ABDALLAH
Quelques gouttes d’eau scandent le tempo irrégulier de mes nuits sans sommeil. Le premier novembre, c’est aujourd’hui. J’ai froid. En tête, le psaume du Zabûr[1]que ma mère murmurait comme une boit-sans-soif en épluchant ses pommes de terre. Couché dans les entrailles d’une ancienne catacombe parisienne, peut-être sur d’anciens ossements humains, je suis un bloc de glace qui fond lentement sur des âmes flottantes : du gel et du feu en même temps. Mon histoire, me colle aux doigts jusqu’à arracher ma peau. Je sors pour ne plus l’entendre. Fuir encore, comme une brebis galeuse.
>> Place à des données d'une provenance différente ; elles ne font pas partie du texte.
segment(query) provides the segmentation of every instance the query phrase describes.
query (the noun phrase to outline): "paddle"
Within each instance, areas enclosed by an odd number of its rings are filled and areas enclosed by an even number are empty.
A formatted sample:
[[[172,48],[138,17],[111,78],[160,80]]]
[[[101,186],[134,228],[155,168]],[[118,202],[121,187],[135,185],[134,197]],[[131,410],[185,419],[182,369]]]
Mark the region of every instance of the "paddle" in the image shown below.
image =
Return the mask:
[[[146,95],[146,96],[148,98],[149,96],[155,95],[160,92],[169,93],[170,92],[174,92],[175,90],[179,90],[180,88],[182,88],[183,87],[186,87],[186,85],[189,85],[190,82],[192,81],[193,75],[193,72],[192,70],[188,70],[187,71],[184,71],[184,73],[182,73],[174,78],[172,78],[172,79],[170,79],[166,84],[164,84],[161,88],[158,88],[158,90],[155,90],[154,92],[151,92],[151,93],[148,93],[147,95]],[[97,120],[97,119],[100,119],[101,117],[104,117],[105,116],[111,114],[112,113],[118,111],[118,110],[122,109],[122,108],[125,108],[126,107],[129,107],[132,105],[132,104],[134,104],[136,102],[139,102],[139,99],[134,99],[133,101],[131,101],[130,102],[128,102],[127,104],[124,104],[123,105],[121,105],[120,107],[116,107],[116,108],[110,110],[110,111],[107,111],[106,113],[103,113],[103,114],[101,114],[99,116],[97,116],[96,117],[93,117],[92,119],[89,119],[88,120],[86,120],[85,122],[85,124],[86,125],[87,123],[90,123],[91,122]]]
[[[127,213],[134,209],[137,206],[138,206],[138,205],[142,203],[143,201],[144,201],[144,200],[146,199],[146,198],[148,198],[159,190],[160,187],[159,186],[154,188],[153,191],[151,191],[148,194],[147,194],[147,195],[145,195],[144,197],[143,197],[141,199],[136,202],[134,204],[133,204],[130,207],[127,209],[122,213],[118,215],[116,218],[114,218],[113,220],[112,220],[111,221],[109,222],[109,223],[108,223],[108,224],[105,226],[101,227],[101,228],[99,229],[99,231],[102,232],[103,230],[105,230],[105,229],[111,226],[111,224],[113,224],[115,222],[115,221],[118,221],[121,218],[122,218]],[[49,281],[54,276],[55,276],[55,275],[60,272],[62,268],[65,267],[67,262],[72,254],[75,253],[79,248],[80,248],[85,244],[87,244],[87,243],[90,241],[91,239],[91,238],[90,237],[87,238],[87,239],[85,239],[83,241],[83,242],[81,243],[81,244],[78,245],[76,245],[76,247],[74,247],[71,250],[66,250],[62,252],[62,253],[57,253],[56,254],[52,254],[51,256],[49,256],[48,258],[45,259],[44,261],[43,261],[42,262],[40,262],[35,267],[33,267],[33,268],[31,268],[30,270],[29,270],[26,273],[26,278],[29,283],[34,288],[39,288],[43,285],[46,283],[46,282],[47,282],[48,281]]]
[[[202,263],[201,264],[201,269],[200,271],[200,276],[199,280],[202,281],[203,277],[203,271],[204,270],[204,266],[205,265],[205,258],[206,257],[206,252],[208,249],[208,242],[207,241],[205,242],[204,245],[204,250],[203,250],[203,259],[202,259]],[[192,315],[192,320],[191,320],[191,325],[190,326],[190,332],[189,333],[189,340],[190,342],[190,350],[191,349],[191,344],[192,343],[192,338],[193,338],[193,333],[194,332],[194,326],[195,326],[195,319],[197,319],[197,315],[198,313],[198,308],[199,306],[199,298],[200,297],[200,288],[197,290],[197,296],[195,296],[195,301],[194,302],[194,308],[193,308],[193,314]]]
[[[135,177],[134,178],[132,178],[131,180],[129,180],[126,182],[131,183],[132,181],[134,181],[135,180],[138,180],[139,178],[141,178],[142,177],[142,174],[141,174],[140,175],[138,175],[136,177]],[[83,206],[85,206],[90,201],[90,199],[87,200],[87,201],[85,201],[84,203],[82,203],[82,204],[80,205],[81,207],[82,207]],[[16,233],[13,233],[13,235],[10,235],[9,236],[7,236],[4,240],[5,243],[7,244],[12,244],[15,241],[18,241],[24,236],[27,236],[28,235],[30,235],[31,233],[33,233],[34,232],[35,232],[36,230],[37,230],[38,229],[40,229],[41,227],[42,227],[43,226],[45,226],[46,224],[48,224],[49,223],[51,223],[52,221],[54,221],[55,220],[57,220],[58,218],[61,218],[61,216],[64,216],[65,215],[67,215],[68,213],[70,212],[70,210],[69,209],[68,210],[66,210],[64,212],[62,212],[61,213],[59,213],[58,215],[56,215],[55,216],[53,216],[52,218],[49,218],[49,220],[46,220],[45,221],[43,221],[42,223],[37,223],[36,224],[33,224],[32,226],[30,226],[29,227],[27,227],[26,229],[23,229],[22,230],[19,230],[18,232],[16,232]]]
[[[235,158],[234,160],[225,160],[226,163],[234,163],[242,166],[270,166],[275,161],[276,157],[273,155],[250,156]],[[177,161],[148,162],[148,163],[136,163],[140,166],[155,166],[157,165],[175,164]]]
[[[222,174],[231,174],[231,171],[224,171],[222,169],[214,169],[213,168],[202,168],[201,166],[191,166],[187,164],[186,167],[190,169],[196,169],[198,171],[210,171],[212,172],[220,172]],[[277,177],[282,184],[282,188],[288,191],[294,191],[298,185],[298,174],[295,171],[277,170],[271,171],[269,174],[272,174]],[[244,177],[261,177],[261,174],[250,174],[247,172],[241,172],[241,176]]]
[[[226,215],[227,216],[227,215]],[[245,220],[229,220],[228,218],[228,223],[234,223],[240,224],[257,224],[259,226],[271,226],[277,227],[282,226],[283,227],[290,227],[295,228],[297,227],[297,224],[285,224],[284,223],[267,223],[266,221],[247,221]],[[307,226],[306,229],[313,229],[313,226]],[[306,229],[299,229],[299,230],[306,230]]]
Mon anorak sous le coude, je me dégage de ma planque. Je l’enfile, et noyé dans la puanteur rassurante de ma vieille chemise, je traverse la rue Raymond Losserand, marche, la tête enfouie sous ma capuche. L’air frais transperce ma barbe piquante. Calfeutré dans la douceur spongieuse de mes chaussures, je résiste aux tiraillements de mon estomac vide.
On me klaxonne.
UNE FEMME AU TROISIEME ETAGE DE SON IMMEUBLE
Appuyée à la fenêtre de ma cuisine, j’avale une dernière gorgée de café. Des lignes de bras de grues à l’arrêt découpent l’aurore. En bas sur la gauche, un peu en retrait du terrain, une large planche se soulève lentement. Apparaît, un homme avec une chemise à carreaux jaunes et noires, un anorak à son bras. Non sans mal, il recouvre le trou duquel il vient de s’extraire, s’approche avec lassitude d’une poubelle pleine, regarde autour de lui, lève la tête. En un clin d’œil je m’éclipse derrière mes rideaux, me cogne même au coin de la table, comme prise sur le fait d’une intimité coupable.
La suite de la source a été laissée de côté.